Pasé casi toda mi infancia en el Barrio Sur de Montevideo. Mi padre era un electricista calificado. Siempre me ha sido doloroso recordarlo y conservo una imagen muy informe. Mis años en Nazareth contribuyeron mucho a desdibujármelo. Retengo sólo algunos de sus gestos. De su vida, no sé casi nada.
En invierno, cuando llegaba del trabajo se acostaba a leer. Entre sus libros de cabecera había poemarios románticos, novelas de Balzac, Dickens, Zola, y siempre tenía a mano a Bakunin en un tomito forrado de rosa. Por algunos comentarios que le oyera después al tío Lucho, parece que tuvo una juventud agitada. Estuvo preso, allá por los años veinte.
En verano, después del baño en la tina, se ponía un pijama de rayas, sus chinelas y se sentaba en una silla bajita de paja a tomar mate y fumar en el balcón. Armaba un cigarro tras otro y se quedaba horas chupando la bombilla con la mirada perdida, hasta que llegaba la noche. Arqueaba mucho las cejas y entreabría la boca, como si escuchara voces.
Los domingos me sacaba a pasear. Eran largas caminatas de la mano, en silencio. Íbamos al Parque Rodó, al Prado; dábamos de comer a las palomas; oíamos los conciertos de la Banda Municipal; paseábamos en bote por el lago. Una tarde me llevó a un circo. Fue la única vez que lo vi reírse a carcajadas, mostrando las encías, como un niño. Yo sentía en todo instante su amor silencioso en la mirada, pero nuestros diálogos se limitaban a preguntas muy escuetas que ambos respondíamos con monosílabos. Al hacerlo, mirábamos hacia otro lado.

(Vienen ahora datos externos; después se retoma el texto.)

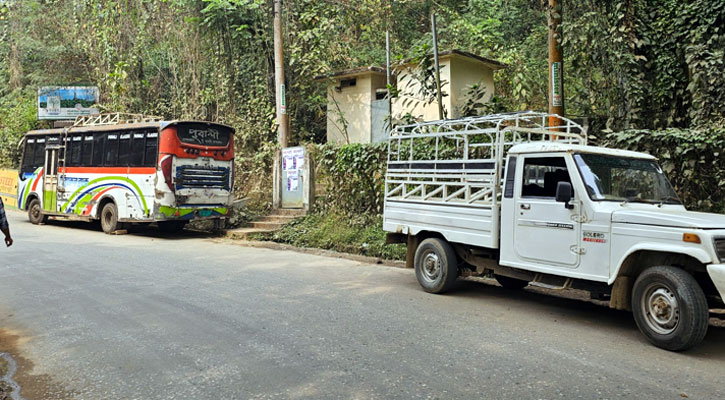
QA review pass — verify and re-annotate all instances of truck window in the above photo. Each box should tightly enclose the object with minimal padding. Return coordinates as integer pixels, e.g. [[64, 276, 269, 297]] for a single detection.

Jamás pude comprender qué circunstancias lo unieron a mi madre, quince años menor que él. Ella procedía de una familia rica del Salto. Se quejaba mucho, cuidaba de sus manos, leía los novelones de Maribel, Para Ti, Damas y Damitas. Solía escrutarse el rostro en el espejo. Se ponía cremas. Su mal humor la llevaba a veces a no cocinar por la noche. Se encerraba en su cuarto.
No era cariñosa conmigo. A veces, en la calle o delante de alguna visita me dirigía una sonrisa o me pasaba una mano por el pelo; pero nunca lo hizo a solas conmigo.
Un día mi padre se cayó de un poste y quedó tullido. Después del accidente sólo podía mover su cuerpo de la cintura para arriba.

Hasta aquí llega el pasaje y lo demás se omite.